15 dicembre 2017 - Un pezzo di made in Italy sarà presente alla prossima edizione della Coppa d’Africa, evento calcistico molto seguito nel continente africano e che vedrà la sua fase finale a Yaoundè, capitale del Camerun tra la fine del 2018 e l’inizio del 2019. Si tratta del Gruppo Piccini, con sede in Umbria, che realizzerà il nuovo stadio di calcio della capienza di circa 60.000 spettatori e una cittadella sportiva che ospiterà le squadre e le delegazioni sportive al seguito: il tutto sarà il più importante impianto sportivo del Paese africano per un costo complessivo di circa 250 milioni di euro.

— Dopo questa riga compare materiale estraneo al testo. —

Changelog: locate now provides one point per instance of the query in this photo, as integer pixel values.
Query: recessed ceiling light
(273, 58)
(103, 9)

Determinate per il successo del progetto sarà anche, come è facile intuire, il trasporto di tutto il materiale dall’Italia verso il Camerun: la logistica completa è stata affidata all’Agenzia Marittima Genovese di Napoli che si occuperà anche dell’organizzazione dell’instradamento dei container con i prefabbricati con resa presso lo stabilimento RDB di Bellona in provincia di Caserta e presso il Gruppo Centro Nord di Ponte Buggianese in provincia di Pistoia.

Il trasporto su gomma dei container al Porto di Napoli, presso la Magazzini Generali, è a cura della Vincenzo Miele, mentre, come detto l’Agenzia Genovese coordinerà tutta la fase burocratica e logistica e il ciclo di pieni e vuoti per circa sette approdi nave ed un totale di oltre 1200 container. Si tratta di “cassoni” da quaranta piedi quasi tutti di particolari caratteristiche, open top, flat rack, piattaforme, che hanno comportato non poche difficoltà di reperimento sul mercato containers.

La nave, HHL Mississippi di bandiera liberiana, è attraccata all’ormeggio 42 del porto di Napoli, ove è in corso la caricazione di 234 container da 40’; terminate le operazioni partirà alla volta di Douala ove è prevista giungere tra 14 giorni. Il progetto è finanziato da Banca Intesa e assicurato con SACE.